Following a 20-minute phone call with the British PM, Juncker said he would look at any concrete proposals Boris Johnson had on the Northern Irish backstop but underlined that the EU's support for Ireland was steadfast.

Johnson had described his chances of securing a new deal with the bloc as "marginally" higher following G7 talks over the weekend. However, in the absence of a fresh agreement, Johnson has not ruled out suspending Parliament to allow a no-deal Brexit.

Labour's Brexit spokesman Keir Starmer said suspending Parliament — known as "proroguing" — would be "unlawful" and "completely unacceptable."

The opposition politicians also signed what they called the "Church House Declaration" during their talks on Tuesday, pledging to continue sitting in an alternative chamber opposite the House of Commons in protest, should Parliament be disbanded.

John McDonnell and Ian Blackford sign a declaration as Caroline Lucas and Luciana Berger, Jo Swinson and Liz Saville Roberts watch (picture-alliance/empics/S. Rousseau)

Perhaps tellingly, Corbyn left the later Church House photo op to his second-in-command at Labour, John McDonnell (3rd from left, signing the board)

British politicians remain deeply divided over how or even whether to leave the EU and the impasse has led to growing speculation that a general election may be imminent. 

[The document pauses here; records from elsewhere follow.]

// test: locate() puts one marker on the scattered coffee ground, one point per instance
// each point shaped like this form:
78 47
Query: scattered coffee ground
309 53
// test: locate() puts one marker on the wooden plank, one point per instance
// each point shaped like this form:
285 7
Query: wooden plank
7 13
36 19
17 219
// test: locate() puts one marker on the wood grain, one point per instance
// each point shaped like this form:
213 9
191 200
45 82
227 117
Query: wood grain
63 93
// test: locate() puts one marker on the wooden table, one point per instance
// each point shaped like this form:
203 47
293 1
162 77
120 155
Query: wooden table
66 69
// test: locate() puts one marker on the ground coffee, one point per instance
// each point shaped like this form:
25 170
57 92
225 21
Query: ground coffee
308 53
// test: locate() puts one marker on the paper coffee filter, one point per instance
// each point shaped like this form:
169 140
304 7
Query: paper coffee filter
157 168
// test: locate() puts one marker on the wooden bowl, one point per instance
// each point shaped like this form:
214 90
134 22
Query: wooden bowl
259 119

Farage offers 'non-aggression pact'

Meanwhile, Brexit Party leader Nigel Farage on Tuesday called on Johnson to explicitly support a no-deal exit, saying that his party would then consider a "non-aggression pact" with Johnson's Conservatives at any future election. Otherwise, Farage threatened, the Brexit Party would contest the next British election "in every seat." 

"Given where we are, no deal is the best deal," Farage said. His recently formed group topped the European elections in May but has taken a big hit in the polls since Johnson became prime minister, slipping to fourth overall.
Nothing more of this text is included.